Drastische staatliche Eingriffe in das private, öffentliche und wirtschaftliche Leben erklären Politiker lapidar und mit steinernem Gesicht mit „Infizierten“ und „Fallzahlen“. Wochen nach Beginn der Krise bleibt ungeklärt und unverstanden, ob „infiziert“ auch „krank“ bedeutet und mit welcher Wahrscheinlichkeit jemand, der „infiziert“ ist, davon je etwas bemerkt. Solche Fragen eines Kindes zu stellen, löst in uns einen zweiten emotionalen Reflex aus: Man schämt sich. Ist nicht jedes Infragestellen schon ein Schaden an der „Solidarität“.
Der Krieg der Worte hat das Faktische soweit in den Hintergrund gedrängt, dass wir nervös geworden sind und im Aufruf der Datenmeldung Beruhigung und Erklärung für uns selbst suchen.
Dafür ist es höchste Zeit.

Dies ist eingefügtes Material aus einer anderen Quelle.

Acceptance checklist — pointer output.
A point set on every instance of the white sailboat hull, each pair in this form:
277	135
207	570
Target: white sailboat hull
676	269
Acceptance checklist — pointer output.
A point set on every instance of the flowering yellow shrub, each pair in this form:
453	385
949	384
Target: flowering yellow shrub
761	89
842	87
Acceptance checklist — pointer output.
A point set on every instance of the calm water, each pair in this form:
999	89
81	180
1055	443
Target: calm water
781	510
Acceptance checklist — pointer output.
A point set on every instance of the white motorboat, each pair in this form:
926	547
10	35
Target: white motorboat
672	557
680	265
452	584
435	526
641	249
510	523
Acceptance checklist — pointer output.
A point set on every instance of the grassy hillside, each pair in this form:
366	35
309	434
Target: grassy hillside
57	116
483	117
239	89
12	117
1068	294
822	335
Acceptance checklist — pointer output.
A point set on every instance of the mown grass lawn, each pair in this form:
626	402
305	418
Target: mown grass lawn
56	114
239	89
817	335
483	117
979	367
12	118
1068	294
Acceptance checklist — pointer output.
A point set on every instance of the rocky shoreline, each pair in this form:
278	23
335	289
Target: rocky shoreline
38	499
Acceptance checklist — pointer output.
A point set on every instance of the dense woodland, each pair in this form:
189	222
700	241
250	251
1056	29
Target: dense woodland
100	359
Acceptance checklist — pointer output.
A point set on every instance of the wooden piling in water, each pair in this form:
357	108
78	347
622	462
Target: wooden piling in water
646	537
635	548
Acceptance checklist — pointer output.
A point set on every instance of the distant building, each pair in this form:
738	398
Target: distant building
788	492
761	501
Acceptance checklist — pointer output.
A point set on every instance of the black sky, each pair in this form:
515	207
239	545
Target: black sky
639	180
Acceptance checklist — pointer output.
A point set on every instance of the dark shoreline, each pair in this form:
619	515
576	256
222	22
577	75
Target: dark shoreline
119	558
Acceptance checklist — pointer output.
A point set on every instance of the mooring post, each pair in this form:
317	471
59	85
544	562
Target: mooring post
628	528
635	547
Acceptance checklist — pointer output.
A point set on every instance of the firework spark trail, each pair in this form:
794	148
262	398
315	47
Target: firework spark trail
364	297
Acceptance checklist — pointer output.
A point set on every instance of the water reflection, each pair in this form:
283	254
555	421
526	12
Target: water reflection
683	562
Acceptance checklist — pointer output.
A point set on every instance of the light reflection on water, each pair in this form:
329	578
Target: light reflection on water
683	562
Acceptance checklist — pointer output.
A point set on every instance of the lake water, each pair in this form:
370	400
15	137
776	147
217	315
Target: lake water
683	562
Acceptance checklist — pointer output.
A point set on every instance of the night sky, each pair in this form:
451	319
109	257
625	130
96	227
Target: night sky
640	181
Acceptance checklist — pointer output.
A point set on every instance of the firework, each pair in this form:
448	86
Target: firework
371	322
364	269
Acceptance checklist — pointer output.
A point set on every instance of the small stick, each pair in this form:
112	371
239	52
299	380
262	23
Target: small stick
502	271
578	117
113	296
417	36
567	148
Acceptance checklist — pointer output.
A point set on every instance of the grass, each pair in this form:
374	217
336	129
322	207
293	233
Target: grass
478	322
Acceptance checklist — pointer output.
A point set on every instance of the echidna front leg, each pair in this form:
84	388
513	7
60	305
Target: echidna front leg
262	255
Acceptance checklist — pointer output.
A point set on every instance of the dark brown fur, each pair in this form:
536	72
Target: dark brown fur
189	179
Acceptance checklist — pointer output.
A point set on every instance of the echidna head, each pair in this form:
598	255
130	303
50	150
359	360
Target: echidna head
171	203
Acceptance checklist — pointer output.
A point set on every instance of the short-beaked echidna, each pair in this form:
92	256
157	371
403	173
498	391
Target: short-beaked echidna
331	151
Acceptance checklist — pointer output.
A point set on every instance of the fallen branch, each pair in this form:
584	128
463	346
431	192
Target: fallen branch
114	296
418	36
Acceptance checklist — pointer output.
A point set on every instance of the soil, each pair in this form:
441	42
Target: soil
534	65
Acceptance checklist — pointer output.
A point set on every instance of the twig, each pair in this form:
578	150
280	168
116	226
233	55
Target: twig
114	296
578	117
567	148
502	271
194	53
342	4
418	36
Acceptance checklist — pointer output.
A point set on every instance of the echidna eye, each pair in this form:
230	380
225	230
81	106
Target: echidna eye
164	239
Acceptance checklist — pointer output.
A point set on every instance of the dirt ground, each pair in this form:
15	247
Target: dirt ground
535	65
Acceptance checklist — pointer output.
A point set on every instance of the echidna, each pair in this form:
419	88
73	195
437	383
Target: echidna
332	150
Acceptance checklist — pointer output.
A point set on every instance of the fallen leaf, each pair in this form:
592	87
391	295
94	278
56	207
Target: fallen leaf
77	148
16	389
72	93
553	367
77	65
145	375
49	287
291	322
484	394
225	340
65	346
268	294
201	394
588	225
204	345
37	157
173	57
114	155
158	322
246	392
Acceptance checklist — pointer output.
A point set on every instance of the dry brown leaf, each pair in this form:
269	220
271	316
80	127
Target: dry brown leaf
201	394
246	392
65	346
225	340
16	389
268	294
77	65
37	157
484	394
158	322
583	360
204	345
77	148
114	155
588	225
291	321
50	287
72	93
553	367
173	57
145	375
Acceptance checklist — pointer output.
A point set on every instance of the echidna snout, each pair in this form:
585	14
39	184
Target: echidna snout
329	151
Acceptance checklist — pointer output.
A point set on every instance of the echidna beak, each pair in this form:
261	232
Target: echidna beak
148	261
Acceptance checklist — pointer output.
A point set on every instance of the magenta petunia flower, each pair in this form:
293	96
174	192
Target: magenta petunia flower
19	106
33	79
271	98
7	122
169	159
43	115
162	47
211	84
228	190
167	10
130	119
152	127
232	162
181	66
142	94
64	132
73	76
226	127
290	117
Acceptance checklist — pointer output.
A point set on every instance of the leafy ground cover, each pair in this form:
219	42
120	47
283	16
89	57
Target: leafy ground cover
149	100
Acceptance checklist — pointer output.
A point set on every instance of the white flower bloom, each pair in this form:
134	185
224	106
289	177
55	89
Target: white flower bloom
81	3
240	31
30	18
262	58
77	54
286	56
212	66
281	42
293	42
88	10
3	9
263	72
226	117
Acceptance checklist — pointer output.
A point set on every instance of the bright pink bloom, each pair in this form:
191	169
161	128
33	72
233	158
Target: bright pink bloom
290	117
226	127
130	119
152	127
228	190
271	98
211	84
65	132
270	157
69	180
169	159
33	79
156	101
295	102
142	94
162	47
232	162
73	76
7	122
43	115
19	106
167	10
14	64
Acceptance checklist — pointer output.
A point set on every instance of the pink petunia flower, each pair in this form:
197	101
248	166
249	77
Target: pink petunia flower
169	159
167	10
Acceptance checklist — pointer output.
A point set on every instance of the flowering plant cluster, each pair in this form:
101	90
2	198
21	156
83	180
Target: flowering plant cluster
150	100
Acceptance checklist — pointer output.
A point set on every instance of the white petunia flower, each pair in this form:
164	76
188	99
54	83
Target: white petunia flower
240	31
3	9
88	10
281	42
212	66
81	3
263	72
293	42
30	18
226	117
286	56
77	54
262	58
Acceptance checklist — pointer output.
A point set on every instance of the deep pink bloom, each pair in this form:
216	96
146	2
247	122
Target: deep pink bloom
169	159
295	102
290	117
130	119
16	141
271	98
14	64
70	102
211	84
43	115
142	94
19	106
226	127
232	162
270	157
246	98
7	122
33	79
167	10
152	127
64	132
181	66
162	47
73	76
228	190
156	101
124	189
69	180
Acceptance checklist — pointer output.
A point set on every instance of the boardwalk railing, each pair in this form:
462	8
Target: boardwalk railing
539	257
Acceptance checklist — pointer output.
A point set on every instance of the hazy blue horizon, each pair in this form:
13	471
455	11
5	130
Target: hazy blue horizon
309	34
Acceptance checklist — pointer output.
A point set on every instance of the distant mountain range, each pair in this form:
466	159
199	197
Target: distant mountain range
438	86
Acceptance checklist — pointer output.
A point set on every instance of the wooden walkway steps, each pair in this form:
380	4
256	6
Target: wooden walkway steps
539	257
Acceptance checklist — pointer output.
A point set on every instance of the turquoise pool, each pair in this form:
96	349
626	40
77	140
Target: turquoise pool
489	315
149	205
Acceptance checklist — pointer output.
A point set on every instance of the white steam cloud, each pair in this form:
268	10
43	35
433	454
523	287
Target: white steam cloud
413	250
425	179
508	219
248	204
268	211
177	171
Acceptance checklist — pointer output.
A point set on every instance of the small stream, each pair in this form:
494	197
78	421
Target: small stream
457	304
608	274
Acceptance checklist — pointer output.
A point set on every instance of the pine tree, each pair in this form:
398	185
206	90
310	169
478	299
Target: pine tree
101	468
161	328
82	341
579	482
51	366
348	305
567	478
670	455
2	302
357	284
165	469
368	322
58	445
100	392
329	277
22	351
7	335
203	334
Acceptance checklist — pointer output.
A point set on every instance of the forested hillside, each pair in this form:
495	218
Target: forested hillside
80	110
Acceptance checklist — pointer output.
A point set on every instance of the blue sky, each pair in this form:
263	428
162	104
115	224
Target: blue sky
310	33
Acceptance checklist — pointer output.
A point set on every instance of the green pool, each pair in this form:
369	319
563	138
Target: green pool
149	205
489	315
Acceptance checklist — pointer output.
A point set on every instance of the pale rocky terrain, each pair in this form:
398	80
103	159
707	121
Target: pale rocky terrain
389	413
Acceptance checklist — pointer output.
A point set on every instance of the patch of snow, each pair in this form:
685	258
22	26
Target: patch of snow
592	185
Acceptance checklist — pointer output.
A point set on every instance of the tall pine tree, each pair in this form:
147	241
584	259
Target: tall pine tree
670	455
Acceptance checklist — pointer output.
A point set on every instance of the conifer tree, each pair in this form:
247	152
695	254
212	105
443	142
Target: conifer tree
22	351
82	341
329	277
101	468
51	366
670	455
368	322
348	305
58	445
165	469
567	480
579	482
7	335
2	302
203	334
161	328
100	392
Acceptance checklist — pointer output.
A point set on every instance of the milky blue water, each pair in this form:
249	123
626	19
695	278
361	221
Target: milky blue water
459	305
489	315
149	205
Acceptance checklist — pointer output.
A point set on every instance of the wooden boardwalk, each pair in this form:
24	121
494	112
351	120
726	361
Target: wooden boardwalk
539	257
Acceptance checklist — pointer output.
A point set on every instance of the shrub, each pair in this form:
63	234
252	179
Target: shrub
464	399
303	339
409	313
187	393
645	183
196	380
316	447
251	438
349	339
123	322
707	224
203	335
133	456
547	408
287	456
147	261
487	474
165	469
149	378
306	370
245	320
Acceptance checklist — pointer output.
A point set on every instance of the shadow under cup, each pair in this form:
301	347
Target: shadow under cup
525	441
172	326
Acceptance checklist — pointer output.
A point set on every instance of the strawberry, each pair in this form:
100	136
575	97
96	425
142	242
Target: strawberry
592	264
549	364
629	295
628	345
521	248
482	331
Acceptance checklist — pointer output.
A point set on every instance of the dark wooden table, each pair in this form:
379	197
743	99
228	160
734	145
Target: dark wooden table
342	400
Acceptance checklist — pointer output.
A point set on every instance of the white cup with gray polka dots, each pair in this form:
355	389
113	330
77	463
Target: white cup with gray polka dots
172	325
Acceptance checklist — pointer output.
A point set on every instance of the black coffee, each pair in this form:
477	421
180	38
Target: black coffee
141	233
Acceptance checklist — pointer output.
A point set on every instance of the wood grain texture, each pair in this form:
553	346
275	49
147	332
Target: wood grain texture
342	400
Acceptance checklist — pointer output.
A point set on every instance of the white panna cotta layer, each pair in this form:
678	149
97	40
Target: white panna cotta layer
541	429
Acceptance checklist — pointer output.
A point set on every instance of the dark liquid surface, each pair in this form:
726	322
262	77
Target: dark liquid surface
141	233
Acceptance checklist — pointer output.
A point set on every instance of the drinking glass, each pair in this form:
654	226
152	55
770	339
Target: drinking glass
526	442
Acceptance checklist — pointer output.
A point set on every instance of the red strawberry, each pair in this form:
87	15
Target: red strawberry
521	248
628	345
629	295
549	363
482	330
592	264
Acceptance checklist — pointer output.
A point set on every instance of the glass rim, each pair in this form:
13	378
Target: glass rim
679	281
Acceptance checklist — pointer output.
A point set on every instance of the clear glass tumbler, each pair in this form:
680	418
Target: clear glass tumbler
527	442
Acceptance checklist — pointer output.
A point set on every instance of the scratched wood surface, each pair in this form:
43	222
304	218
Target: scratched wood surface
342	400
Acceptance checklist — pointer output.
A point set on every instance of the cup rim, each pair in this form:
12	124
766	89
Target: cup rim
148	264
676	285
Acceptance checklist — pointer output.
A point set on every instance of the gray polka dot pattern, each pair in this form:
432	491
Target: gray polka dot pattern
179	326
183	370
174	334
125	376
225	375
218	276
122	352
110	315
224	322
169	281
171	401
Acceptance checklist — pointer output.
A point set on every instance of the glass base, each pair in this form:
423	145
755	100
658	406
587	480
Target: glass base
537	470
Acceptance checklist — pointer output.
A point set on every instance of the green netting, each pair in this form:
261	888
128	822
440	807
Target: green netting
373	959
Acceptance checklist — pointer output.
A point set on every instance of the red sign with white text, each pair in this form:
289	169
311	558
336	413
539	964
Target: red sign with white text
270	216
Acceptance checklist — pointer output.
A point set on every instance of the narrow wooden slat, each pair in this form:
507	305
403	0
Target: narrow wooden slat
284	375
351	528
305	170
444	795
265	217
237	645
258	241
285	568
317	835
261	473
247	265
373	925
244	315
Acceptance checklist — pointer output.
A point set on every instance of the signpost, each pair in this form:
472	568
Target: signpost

Nach dem Krieg der Worte beginnt der Krieg der Bilder und er hat schon begonnen.
Immer wieder haben hochemotionale Bilder Weltgeschichte gemacht, Krisen ausgelöst, beendet, verhindert, gebremst. Weil unser Hirn solchen Bildern schutzlos ausgeliefert ist, sind diese Bilder so mächtig. Sie erreichen unser emotionales Zentrum an den Toren des rationalen Bewusstseins vorbei. Nur die emotionalen und oft unbewusst arbeitenden Zentren unseres Gehirns entscheiden letztlich, was wir tun. Der Krieg um die größere Angst wird mit einem Bild gewonnen werden.
Es wird das Bild einer sterbenden 16jährigen auf einem überfüllten Korridor sein oder das Bild eines Mannes mit einer Keule vor einem brennenden Supermarkt oder das Bild eines verhungernden Kindes in Afrika, das fragt: “Do you love me Grandma?”
Wir hoffen, mit Datenanalyse weiter zur Erklärung beizutragen. Was immer dann richtig ist, es muss die Macht des Bildes einkalkulieren, nicht vor ihr kapitulieren. Deshalb wird die Wahl des richtigen Bildes für den weiteren Verlauf der Krise entscheidend!